This reminds me of a song, the Society's teachings are "just like a maze, where all of the walls all continually change."--John Mayer, 'Daughters'.
The reason the original poster might have been confused is, well, probably most JWs thought this was already the case anyway, that the Governing Body was the 'faithful slave' in its entirety. This seems to overlook the technical details of it and the problems it causes.
I especially like how the 'evidence' and 'facts' are pointed to in such clear, reasonable, scriptural detail! It seems that facts and evidence are pretty much like a magic crystal ball that shows you whatever you want to see. You just speak it and it becomes factual and supported by evidence. I wonder who spoke into the 'speakwrite' to make that article, anyway?
What's particularly odd is something that creates another conundrum. If the 'faithful and discreet slave' is preparing the spiritual food, why is the 'slave' always referred to in the third person? Clearly, the writer of the articles in the literature is not a member of this 'slave', or else they'd be saying 'wisely, you should submit to our authority' instead of 'wisely, we should submit to the slave's authority'. Or perhaps the real truth is that it would be much more obvious that something is up if they said 'you should submit to our authority'. 'We should submit to the slave's authority' makes it sound like they're on your side, and we're all obeying this entity over there, rather than just you and the rest of the drones obeying them.
The other thing is, why even do this? Their authority has been absolute for a long time. Nobody's made a Reformed JW org, dissenters and deserters are hunted down and shot. Is there some invisible power struggle between the other 12,000 anointed and the Governing Body so that they felt a need to make themselves exclusively the 'slave'? It makes no sense.
Particularly bizarre was reading a GB member saying that "we love this teaching". As if their feelings about it should matter; if it's true, your feelings one way or the other are irrelevant. And a person who's just changed a doctrine to make sure he's in a position of absolute power over 7,000,000 people is hardly going to hate the teaching, is he? It'd be like a football player hating his $100 million contract...yeah, he'll hate it all the way to the bank, he will.
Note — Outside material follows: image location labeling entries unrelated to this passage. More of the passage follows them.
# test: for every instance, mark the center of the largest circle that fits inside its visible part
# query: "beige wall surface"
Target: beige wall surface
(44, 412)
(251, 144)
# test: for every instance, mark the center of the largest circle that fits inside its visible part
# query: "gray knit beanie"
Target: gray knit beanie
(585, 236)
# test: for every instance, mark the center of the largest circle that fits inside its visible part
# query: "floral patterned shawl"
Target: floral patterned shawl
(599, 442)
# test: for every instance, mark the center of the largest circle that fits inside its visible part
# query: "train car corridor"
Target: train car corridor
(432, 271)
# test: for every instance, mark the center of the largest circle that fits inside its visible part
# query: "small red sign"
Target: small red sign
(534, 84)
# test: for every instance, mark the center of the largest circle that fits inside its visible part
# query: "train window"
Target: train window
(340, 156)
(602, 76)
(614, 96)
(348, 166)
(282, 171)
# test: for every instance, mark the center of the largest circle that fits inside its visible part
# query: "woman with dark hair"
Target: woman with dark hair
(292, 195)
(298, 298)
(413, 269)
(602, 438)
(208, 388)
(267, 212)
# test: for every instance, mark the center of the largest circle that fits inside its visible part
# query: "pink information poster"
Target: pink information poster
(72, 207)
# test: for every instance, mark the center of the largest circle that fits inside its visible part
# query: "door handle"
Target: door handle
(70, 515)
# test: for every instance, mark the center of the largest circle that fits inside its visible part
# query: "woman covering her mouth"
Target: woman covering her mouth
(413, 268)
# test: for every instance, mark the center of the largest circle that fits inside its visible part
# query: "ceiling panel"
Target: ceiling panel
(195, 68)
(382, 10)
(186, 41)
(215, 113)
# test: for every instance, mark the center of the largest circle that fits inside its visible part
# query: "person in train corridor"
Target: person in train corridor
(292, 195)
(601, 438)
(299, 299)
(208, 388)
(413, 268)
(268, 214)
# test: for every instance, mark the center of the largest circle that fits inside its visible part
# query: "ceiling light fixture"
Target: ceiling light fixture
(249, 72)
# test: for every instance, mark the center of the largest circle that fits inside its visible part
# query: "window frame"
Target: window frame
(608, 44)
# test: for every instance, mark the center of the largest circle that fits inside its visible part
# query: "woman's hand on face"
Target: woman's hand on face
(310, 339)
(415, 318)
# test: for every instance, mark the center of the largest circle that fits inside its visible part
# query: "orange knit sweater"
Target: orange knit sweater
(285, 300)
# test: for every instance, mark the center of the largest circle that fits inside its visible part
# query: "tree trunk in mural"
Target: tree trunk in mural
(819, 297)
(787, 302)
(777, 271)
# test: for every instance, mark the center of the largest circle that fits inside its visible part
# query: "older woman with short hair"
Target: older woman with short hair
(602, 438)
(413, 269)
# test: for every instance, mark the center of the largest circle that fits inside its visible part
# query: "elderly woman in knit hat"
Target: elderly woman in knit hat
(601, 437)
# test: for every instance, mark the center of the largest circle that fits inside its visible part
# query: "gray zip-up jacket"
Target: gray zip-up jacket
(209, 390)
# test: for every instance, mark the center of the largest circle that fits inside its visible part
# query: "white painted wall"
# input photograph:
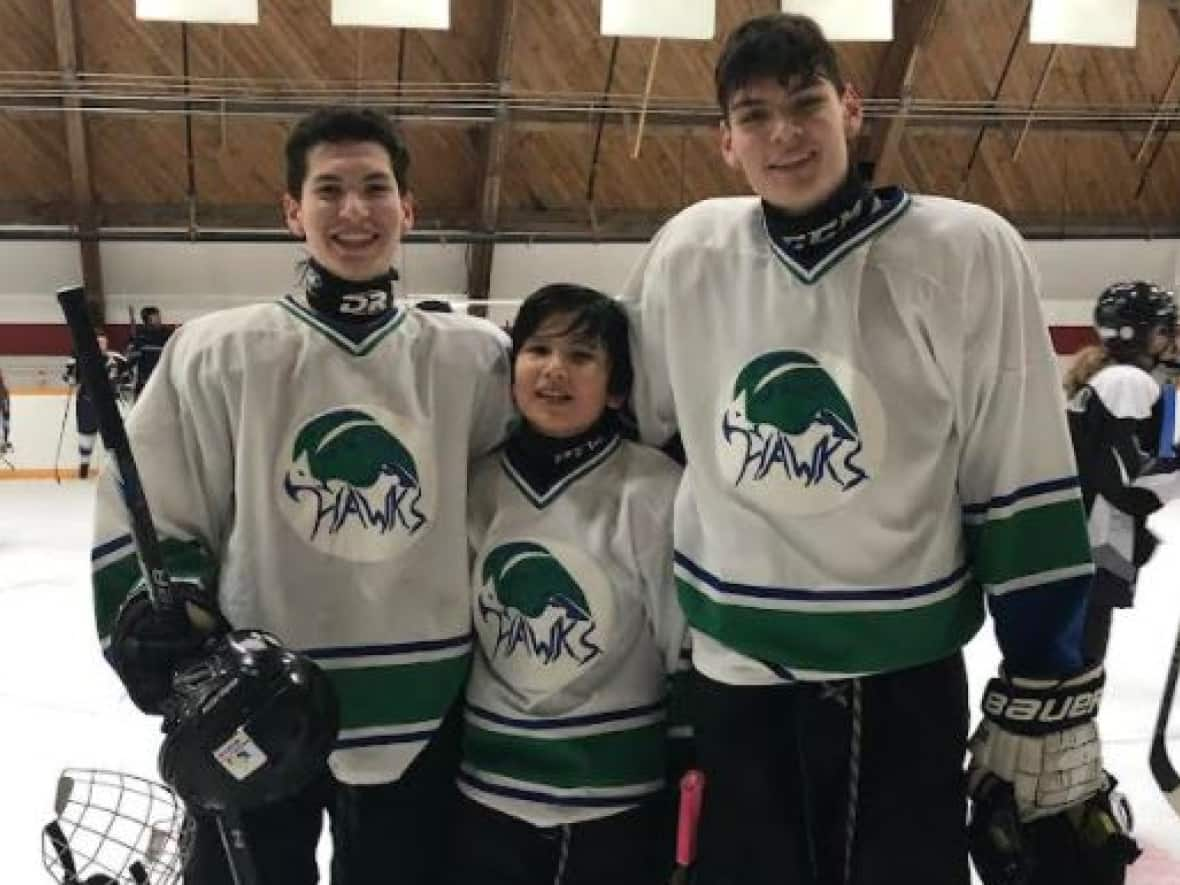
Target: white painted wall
(185, 280)
(37, 423)
(190, 279)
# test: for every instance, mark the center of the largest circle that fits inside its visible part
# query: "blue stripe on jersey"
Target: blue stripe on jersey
(566, 721)
(1040, 628)
(395, 648)
(380, 740)
(1029, 491)
(536, 795)
(833, 594)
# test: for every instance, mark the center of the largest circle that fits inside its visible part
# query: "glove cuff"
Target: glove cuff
(1037, 707)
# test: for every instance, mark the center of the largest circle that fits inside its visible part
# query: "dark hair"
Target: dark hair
(781, 46)
(334, 125)
(592, 314)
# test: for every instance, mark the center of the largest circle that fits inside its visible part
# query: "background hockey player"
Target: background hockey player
(306, 461)
(5, 420)
(145, 347)
(1114, 424)
(876, 448)
(85, 417)
(576, 616)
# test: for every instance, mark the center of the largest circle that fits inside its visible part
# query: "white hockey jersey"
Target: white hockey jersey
(870, 440)
(327, 479)
(577, 629)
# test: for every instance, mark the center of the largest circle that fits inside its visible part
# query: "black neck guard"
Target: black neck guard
(810, 240)
(348, 300)
(544, 461)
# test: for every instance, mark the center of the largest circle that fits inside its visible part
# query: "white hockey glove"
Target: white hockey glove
(1041, 736)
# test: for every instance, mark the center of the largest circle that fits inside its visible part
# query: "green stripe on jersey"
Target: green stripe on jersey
(616, 759)
(840, 641)
(115, 581)
(1002, 550)
(398, 694)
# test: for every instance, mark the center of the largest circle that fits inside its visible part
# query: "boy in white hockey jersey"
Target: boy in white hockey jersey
(872, 421)
(312, 453)
(577, 624)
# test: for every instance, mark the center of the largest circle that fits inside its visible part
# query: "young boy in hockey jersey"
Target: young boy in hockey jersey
(874, 448)
(313, 452)
(577, 622)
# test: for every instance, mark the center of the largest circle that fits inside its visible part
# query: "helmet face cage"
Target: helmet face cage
(1128, 313)
(255, 723)
(115, 828)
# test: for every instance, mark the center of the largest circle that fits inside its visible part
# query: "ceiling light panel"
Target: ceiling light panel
(673, 19)
(204, 12)
(1085, 23)
(849, 20)
(431, 14)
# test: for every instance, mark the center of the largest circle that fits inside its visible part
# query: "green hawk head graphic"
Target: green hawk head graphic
(791, 419)
(353, 479)
(528, 578)
(351, 446)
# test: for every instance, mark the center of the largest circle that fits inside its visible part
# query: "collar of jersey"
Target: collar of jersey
(813, 246)
(542, 466)
(366, 336)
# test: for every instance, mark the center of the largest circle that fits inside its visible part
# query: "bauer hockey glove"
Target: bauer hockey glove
(1040, 736)
(150, 644)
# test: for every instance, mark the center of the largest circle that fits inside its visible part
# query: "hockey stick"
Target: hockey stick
(61, 436)
(1162, 769)
(93, 379)
(92, 374)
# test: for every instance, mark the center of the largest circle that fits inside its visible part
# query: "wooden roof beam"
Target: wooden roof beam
(69, 63)
(479, 257)
(916, 23)
(1017, 39)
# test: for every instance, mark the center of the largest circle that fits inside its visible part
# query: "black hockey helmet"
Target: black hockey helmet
(255, 722)
(1127, 313)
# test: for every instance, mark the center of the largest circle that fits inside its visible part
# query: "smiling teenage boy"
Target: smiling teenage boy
(872, 420)
(308, 457)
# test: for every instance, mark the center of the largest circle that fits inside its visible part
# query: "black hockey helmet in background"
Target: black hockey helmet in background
(1127, 313)
(255, 722)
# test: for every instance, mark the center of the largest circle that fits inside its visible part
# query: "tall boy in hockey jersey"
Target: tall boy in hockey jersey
(314, 452)
(576, 617)
(874, 446)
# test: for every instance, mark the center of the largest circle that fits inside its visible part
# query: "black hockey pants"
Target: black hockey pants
(793, 794)
(633, 847)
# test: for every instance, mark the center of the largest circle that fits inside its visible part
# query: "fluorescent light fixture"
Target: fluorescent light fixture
(674, 19)
(847, 20)
(205, 12)
(1085, 23)
(433, 14)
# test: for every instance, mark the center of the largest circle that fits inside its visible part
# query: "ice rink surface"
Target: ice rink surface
(60, 707)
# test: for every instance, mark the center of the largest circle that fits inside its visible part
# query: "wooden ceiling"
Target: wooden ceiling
(523, 119)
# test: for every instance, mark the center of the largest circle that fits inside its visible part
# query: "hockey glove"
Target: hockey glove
(1040, 736)
(149, 646)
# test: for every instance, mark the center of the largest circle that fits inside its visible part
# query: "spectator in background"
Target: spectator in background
(5, 418)
(1114, 428)
(85, 415)
(145, 346)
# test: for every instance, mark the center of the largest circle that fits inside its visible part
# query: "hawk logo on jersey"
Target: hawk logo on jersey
(535, 609)
(353, 486)
(791, 427)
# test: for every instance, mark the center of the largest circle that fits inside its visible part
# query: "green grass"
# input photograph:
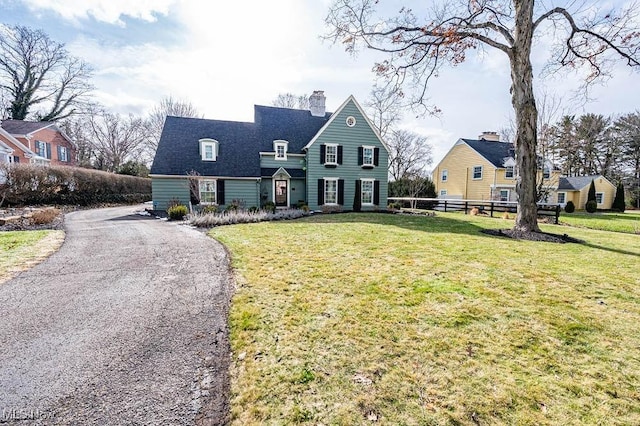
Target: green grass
(406, 320)
(20, 250)
(628, 222)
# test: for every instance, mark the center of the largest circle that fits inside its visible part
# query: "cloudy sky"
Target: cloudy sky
(224, 57)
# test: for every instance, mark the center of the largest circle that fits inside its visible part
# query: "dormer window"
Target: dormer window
(209, 149)
(280, 148)
(508, 173)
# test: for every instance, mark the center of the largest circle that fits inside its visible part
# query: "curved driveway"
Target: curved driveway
(125, 324)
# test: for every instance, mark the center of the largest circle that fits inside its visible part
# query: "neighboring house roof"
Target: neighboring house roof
(27, 128)
(576, 183)
(16, 143)
(3, 146)
(493, 151)
(20, 127)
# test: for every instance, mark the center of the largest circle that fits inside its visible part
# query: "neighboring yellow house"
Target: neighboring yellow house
(483, 169)
(576, 189)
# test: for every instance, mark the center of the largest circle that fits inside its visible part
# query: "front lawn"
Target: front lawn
(388, 319)
(628, 222)
(20, 250)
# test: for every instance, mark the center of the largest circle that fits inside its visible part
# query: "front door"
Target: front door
(281, 193)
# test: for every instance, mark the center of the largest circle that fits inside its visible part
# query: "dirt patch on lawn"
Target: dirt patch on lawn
(532, 236)
(31, 256)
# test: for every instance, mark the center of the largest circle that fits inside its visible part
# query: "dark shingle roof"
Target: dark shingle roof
(19, 127)
(494, 152)
(575, 183)
(296, 126)
(240, 143)
(179, 148)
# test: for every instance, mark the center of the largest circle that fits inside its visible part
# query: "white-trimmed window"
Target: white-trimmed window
(508, 172)
(280, 148)
(63, 154)
(331, 191)
(43, 149)
(366, 191)
(367, 155)
(209, 149)
(207, 191)
(331, 154)
(351, 121)
(477, 172)
(562, 197)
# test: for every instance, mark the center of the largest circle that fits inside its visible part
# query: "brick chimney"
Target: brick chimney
(489, 136)
(317, 103)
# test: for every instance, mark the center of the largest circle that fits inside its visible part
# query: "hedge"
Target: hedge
(26, 184)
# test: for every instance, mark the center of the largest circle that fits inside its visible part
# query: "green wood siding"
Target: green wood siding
(298, 192)
(350, 138)
(167, 189)
(243, 190)
(290, 163)
(266, 191)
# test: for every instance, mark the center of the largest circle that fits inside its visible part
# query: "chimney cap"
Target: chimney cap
(489, 136)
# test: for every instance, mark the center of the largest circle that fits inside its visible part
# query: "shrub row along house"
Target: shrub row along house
(285, 156)
(35, 142)
(483, 169)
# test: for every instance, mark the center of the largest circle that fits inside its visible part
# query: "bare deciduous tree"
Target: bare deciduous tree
(289, 100)
(36, 71)
(627, 131)
(167, 106)
(418, 44)
(76, 128)
(410, 154)
(385, 108)
(116, 139)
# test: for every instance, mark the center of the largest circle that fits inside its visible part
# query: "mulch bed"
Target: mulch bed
(532, 236)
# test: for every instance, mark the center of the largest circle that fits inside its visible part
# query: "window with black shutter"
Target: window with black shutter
(220, 192)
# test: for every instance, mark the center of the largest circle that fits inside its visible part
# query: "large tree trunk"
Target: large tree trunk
(524, 105)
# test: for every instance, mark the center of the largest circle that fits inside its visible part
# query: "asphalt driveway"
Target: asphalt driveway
(125, 324)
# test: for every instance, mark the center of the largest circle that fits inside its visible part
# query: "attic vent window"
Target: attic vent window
(209, 149)
(280, 148)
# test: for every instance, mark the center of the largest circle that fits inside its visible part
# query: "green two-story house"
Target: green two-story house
(287, 156)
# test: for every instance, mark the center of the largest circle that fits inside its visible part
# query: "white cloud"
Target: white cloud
(110, 11)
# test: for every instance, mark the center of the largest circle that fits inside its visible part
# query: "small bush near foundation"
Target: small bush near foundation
(234, 217)
(177, 212)
(209, 209)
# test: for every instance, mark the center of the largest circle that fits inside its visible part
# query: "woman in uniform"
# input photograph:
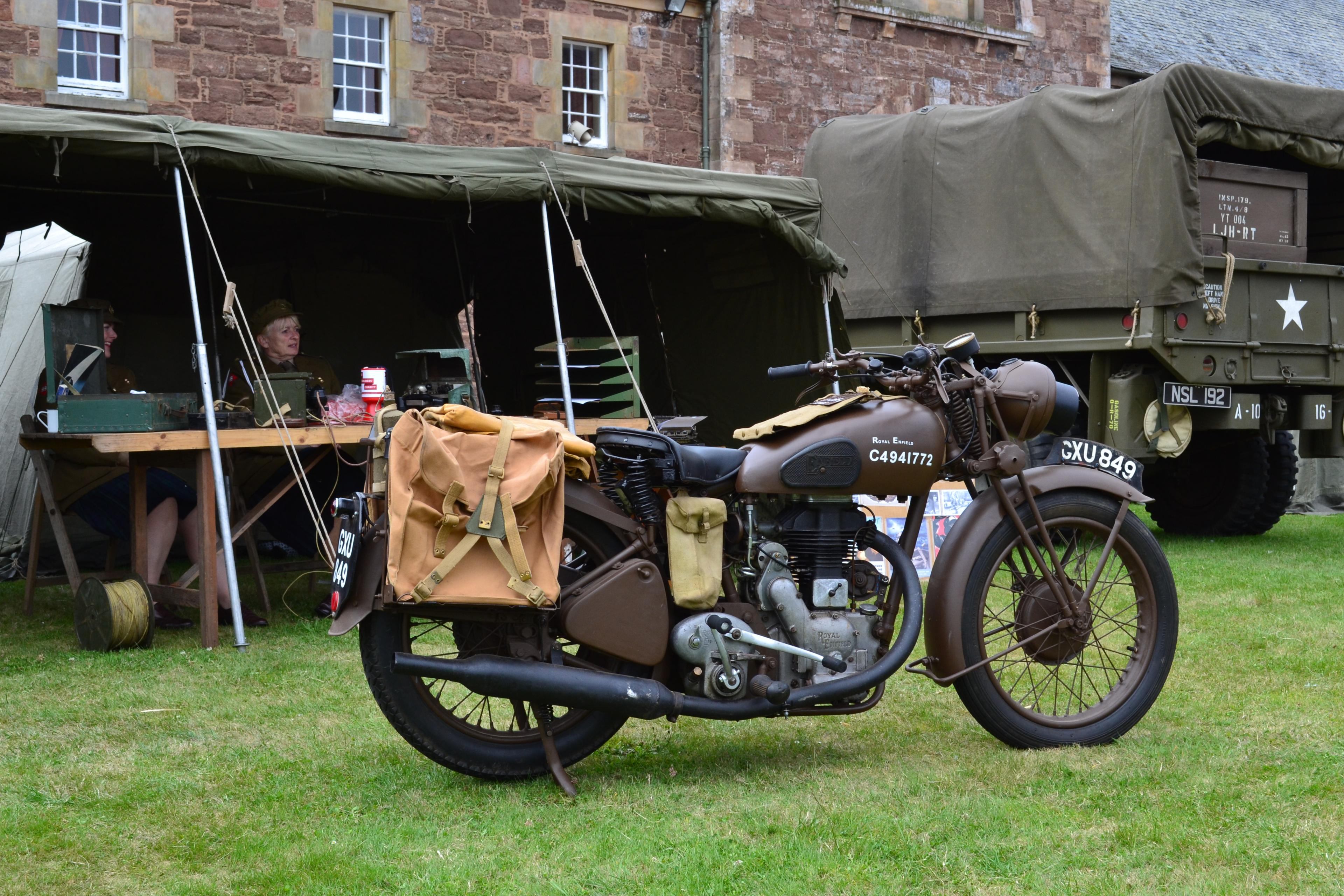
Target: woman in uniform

As I think about it, it's confusing even to me. It addresses some problems in the original teaching, but just ends up creating others. Given how high they are on themselves, one would think they would relish the chance to explain how awesome they are and how great it is that Jesus appointed them despite his not having done any kind of check-in to see if they were providing food at the proper time. You know, the kind of food that doesn't leave masses of people vomiting, foaming at the mouth, and collapsing backwards out of their chairs dead and all.
But really, the 144,000 are left in the same boat they were in before this change in terms of the big reward--you see, all but maybe 40 or 50 of them has never been supplying any kind of spiritual food to anyone, since they weren't working at HQ writing the articles. So they basically get the same reward for doing none of the work that the 'slave' was supposed to do. I guess that's why the Governing Body gave the lazy bums the boot!
And since governing is another word for ruling, a certain 8 men have already begun their rule, really. I don't really recall any Bible verses about Christians governing each other. Here I thought it was just the rulers of the nations that did governing, but we were supposed to strive to be the lowest among brothers, to serve, not demand obedience to rules we just made up.
But this is kind of stupid in the end. Jesus asked one effin' question. A QUESTION! Read it again. This is not about 8 men in upstate New York in the year 2013! Read the context of this verse. Jesus already started making illustrations by the time he got to this verse. I mean, by this logic, the Governing Body could just as easily have been the 'discreet virgin class' (oh, wait, that's my title as Editor of The Beast-Tower) or the 'one man taken out of the bed class' or something.
Well, here's one thing I'm not confused about. There is no faithful and discreet slave class. The word 'class' is not in the verse at all. It's an add-on. Because there is no faithful and discreet slave. No man can declare themselves as such because you have to prove yourself faithful in the eyes of the Master, not just claim you are in the eyes of fellow slaves and then do whatever you want because the Master hasn't done anything to stop you. It's a goal that every Christian aspires to, to be faithful and discreet in carrying out what Jesus wants done--not the knocking on doors or placing of non-Bible literature, but the helping of those in need and the teaching people about Jesus and what he did for mankind.
If this one verse didn't exist in the Bible, C.T. Russell would've just picked another one, and Rutherford would've taken advantage of whatever verse it was, and this would be a totally different discussion about the same ultimate subject: men abusing power and abusing people.